Researchers at two Southern California schools may have achieved a breakthrough in the search for chemicals that can slow — or even reverse — the progression of Alzheimer’s disease and possibly even diabetes.
Surprisingly, the breakthrough didn’t come from doctoral programs at UCLA or USC. It came from undergraduate departments at Loyola Marymount University and Mount St. Mary’s College.
Assistant professor of biochemistry David Moffet and Luiza Nogaj, a professor at MSM, lead a team of undergraduates who recently discovered three substances that slow development of a key aspect of Alzheimer’s.
Even better, one of these proteins — peptide 2 — actually reverses the “clumping” that scientists say is associated with its onset and progression.
“Nobody knows for sure exactly what causes Alzheimer’s, but the ‘amyloid hypothesis’ holds that a brain protein known as amyloid-beta 42, or AB42, appears to form aggregates, or ‘clumps,’ and these aggregates lead to Alzheimer’s disease,” Moffet told TechNewsWorld.

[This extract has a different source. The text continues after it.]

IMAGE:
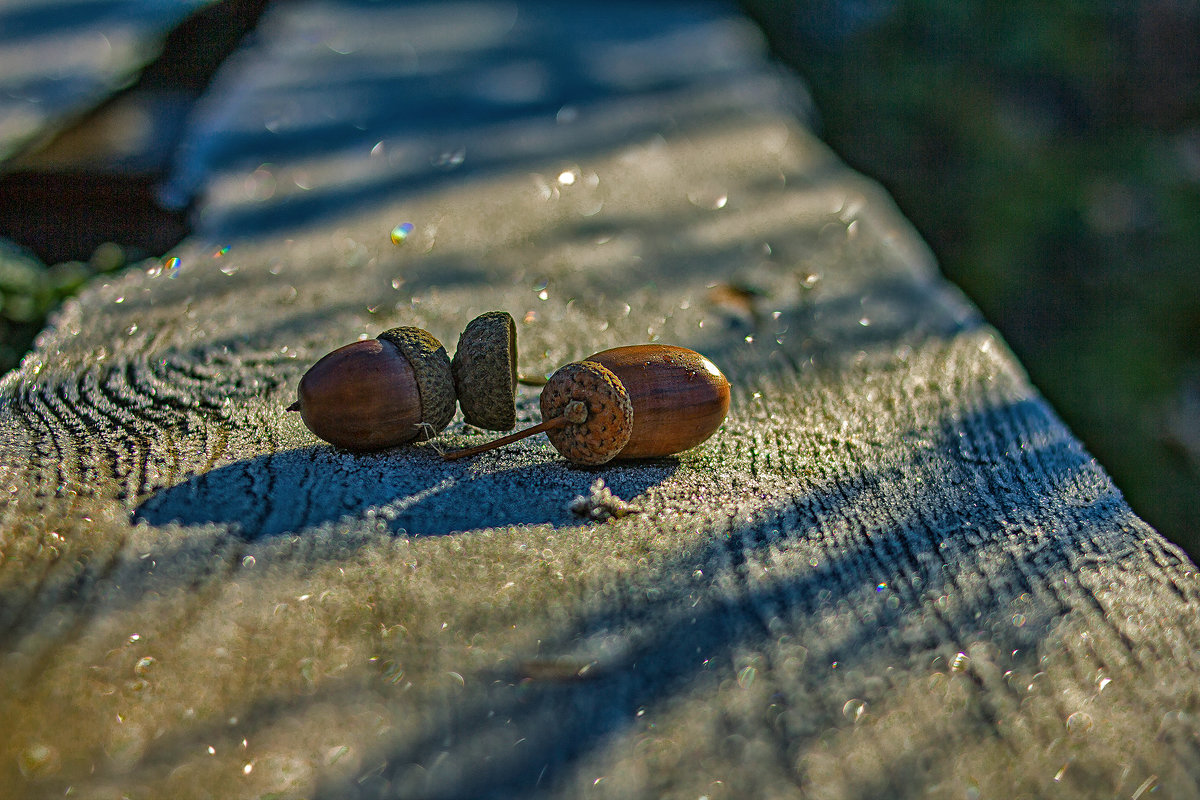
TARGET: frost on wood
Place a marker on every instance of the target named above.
(892, 571)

“We thought that if you could prevent that aggregation, you might be able to slow or even stop Alzheimer’s,” he added.
Thus began the search for a protein that could stop the clumping, and perhaps someday provide relief for a disease that afflicts more than 5.3 million people in the United States alone.
The Shine of Success
The team began with a huge database of proteins. Students tested protein after protein with a technique involving green fluorescence. If the protein being tested prevented or slowed clumping, then the chemicals would have time to fluoresce.
No glow would indicate clumping had occurred so quickly that the chemicals didn’t have time to undergo fluorescence.

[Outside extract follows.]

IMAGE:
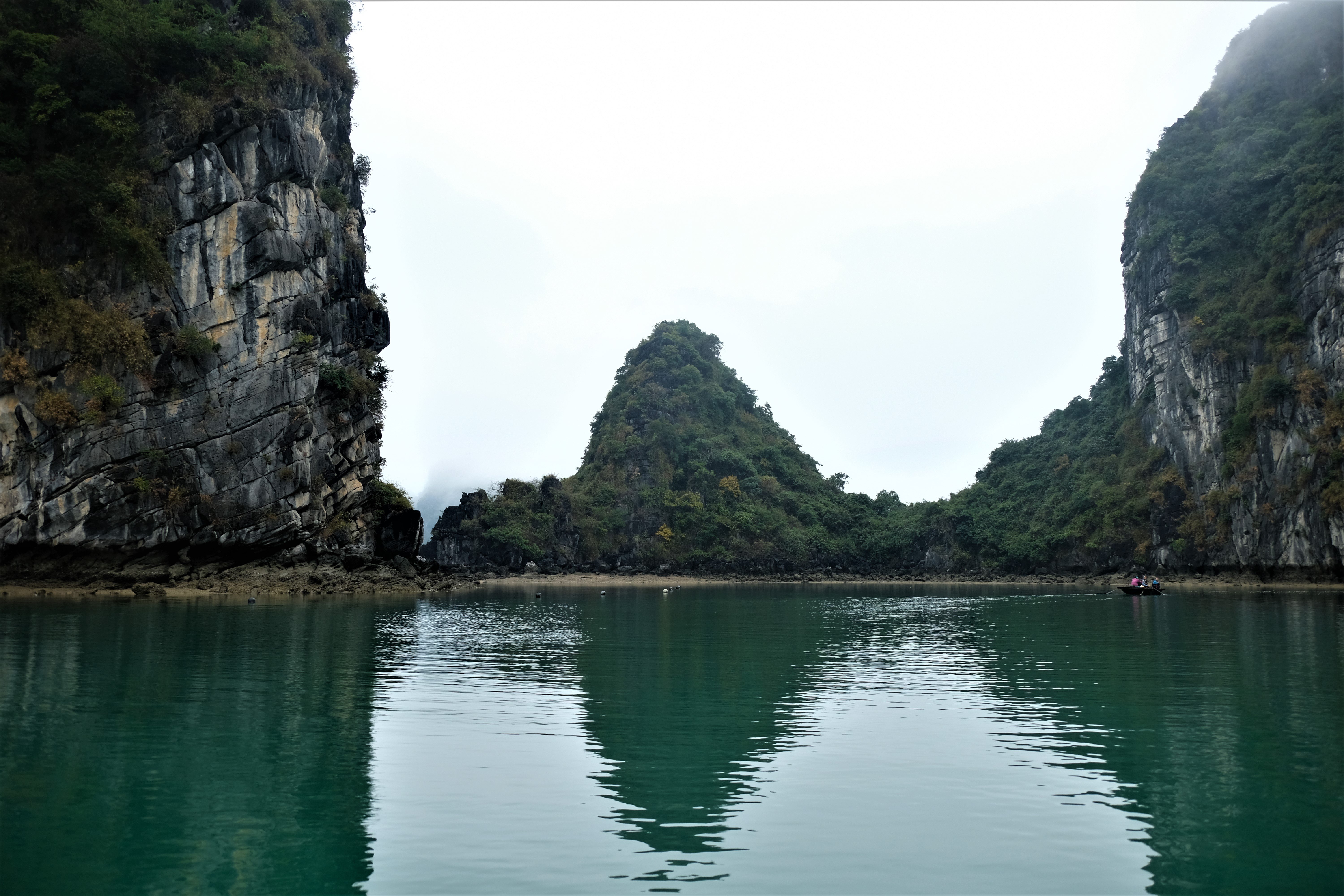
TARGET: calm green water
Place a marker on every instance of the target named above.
(747, 741)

By the time they finished testing thousands of chemicals, the researchers had found three that slowed the clumping, indicating they might delay the onset or slow the progression of Alzheimer’s disease.
One of them, peptide 2, actually attacks AB42, dissolving it. The test mixture gives off a distinct glow, one that could signal success in the struggle against the malady.
“If it works as well in living organisms as it does in the lab, we might be able to actually reverse Alzheimer’s disease someday,” said Moffet.
“That’s the next step, and this fall, we’ll actually test peptide 2 on living organisms,” he said.
That’s when biology professor Cathy McElwain will test peptide 2 on fruit flies to see if it prevents the disease in the insects. In case you’re wondering how researchers will be able to tell if fruit flies get Alzheimer’s, Moffet explained that fly sufferers live about half as long as their healthy counterparts, and they lose the ability to climb the walls of their enclosures shortly before they die.
While cures resulting from such research are years away, at best, Moffet said the green fluorescence technique — developed by Michael Hecht, a Princeton University professor — may offer payoffs in the fight against other diseases in which clumping plays a role.
“We have another project under way to see if we can do a similar thing for diabetes,” said Moffet. “There’s evidence that a protein called ‘IAPP’ causes the same kind of aggregation in the pancreas, causing diabetes. We’re trying to see if we can find chemicals that inhibit or reverse the damage associated with IAPP.”
“Inhibition of ABeta42 Aggregation Using Peptides Selected from Combinatorial Libraries,” a paper summarizing the Alzheimer’s research, is scheduled for publication in the Journal of Peptide Science in August.